M. de Sismondi, un des hommes les plus honnêtes de l’Europe, et qui fit tout exprès le voyage de Paris, m’avoua plus tard que lui-même avait été alors dans une grande perplexité, voyant bien que, sans Bonaparte la contre-révolution allait arriver. Cependant, il ne lui avait jamais été favorable ; il le trouva changé, au-dessous de lui-même, gras, ventru et bavard. Sa figure était autre. « Je trouvai, dit Sismondi, que dans sa pâleur elle ressemblait à une tête de veau bouillie. »

Bonaparte mentait visiblement en disant que l’impératrice allait revenir. L’Autriche, il est vrai, en repoussant Napoléon, comme les autres puissances, n’ôtait pas tout espoir, se réservant pour le cas d’une régence. Napoléon dut à son mariage autrichien l’une des principales causes de sa ruine ; il lui dut sa folle confiance.

D’une part, il ne donna pas l’essor au parti franchement national ; et il perdit en paroles le temps qu’il pouvait déjà employer en opérations militaires, par exemple à prendre la Belgique, qui lui eût donné cinquante mille hommes de plus.

Ceci m’a rappelé l’histoire des condottieri et celle des tyrans d’Italie, qui, par des mariages princiers, attirèrent et perdirent trois de ces aventuriers si fins, et prouvèrent que pour perdre un homme le meilleur piège est une femme.

Au reste, la guerre avait changé d’aspect. Elle avait pris pour Alexandre, alors de plus en plus mystique, l’aspect d’une croisade contre l’ennemi de la paix commune, le représentant du principe anti-chrétien.

S’il y avait pour Bonaparte une chance de salut, c’était d’évoquer franchement le principe contraire, celui de la Révolution. Mais il en avait peur. La France était moins endormie qu’on ne l’a dit. Son Acte additionnel aux Constitutions de l’Empire, donnant les libertés nouvelles comme une continuation d’un despotisme de douze ans, ne trompa pas les électeurs qu’il avait appelés à le jurer. Ils dirent sévèrement qu’il devait rapporter de l’exil le repentir de son passé.

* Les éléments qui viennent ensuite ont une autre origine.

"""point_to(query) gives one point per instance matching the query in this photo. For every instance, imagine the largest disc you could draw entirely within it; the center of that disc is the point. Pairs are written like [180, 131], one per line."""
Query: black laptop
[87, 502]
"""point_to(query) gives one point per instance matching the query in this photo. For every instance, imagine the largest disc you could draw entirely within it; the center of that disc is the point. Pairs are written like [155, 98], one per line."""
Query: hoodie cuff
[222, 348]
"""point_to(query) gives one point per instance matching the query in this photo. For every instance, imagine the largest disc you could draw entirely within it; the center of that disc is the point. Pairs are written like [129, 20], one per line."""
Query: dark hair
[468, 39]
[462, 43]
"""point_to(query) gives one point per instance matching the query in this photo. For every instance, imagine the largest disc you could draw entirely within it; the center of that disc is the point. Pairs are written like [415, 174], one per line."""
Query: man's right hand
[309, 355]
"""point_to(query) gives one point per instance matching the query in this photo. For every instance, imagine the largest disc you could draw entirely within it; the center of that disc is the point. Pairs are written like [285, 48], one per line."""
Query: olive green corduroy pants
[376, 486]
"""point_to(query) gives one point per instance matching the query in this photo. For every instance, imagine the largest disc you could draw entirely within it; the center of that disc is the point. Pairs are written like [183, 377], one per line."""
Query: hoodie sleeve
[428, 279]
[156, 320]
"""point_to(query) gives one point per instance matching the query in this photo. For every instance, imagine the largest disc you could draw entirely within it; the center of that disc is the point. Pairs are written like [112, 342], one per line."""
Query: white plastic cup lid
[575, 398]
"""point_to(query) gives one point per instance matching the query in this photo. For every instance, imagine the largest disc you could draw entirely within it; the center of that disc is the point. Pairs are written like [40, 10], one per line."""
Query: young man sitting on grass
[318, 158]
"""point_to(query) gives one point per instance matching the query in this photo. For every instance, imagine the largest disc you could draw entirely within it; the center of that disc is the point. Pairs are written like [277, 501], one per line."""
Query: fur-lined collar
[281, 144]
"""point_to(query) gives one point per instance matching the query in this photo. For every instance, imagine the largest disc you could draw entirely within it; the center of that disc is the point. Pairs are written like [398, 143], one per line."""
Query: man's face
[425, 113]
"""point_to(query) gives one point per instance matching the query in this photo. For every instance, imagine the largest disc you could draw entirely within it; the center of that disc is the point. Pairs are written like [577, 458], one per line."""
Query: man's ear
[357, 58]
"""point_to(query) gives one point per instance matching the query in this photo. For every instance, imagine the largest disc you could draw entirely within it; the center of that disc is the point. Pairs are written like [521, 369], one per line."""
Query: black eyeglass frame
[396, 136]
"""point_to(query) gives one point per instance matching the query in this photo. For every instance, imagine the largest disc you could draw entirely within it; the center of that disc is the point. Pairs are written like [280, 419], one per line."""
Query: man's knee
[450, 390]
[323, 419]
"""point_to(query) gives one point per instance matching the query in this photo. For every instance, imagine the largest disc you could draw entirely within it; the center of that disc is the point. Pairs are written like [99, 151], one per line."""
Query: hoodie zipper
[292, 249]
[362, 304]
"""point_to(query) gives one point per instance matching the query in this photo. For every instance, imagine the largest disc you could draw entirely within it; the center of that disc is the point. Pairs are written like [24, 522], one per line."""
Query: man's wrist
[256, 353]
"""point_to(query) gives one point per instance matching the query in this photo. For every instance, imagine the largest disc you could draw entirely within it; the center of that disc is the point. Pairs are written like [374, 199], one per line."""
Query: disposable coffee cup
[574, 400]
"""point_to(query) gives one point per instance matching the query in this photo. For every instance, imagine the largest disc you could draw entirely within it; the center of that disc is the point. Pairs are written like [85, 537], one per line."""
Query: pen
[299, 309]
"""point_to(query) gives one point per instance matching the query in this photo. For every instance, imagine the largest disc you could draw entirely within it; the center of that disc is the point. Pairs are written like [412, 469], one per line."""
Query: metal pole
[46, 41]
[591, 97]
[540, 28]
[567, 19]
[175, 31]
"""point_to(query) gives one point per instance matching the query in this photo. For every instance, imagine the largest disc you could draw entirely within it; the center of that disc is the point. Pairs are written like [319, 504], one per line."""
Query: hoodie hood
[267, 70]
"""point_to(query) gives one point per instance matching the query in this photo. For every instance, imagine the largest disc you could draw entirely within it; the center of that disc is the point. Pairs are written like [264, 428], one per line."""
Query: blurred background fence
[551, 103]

Le jour de ce serment, la cérémonie du Champ de Mai fut ridicule en bien des sens. D’abord, pourquoi ce nom carlovingien de Champ de Mai ? Et pourquoi cette messe et ces cardinaux en bas rouges ? Champollion aîné, un homme assez équivoque, lut le chiffre douteux et incomplet des votes (qu’on dit celui de la presque unanimité).

Mais ce qui fut étrange, faillit ôter toute gravité à la cérémonie, ce fut le costume de l’empereur. Quelle fut la surprise de voir celui qui paraissait toujours en habit militaire, botté, éperonné, en robe blanche, immaculée, sous l’innocent costume du jeune Éliacin dans Athalie ! Ajoutez que sur cette blancheur virginale apparaissait la figure jaune et sombre du Corse[123].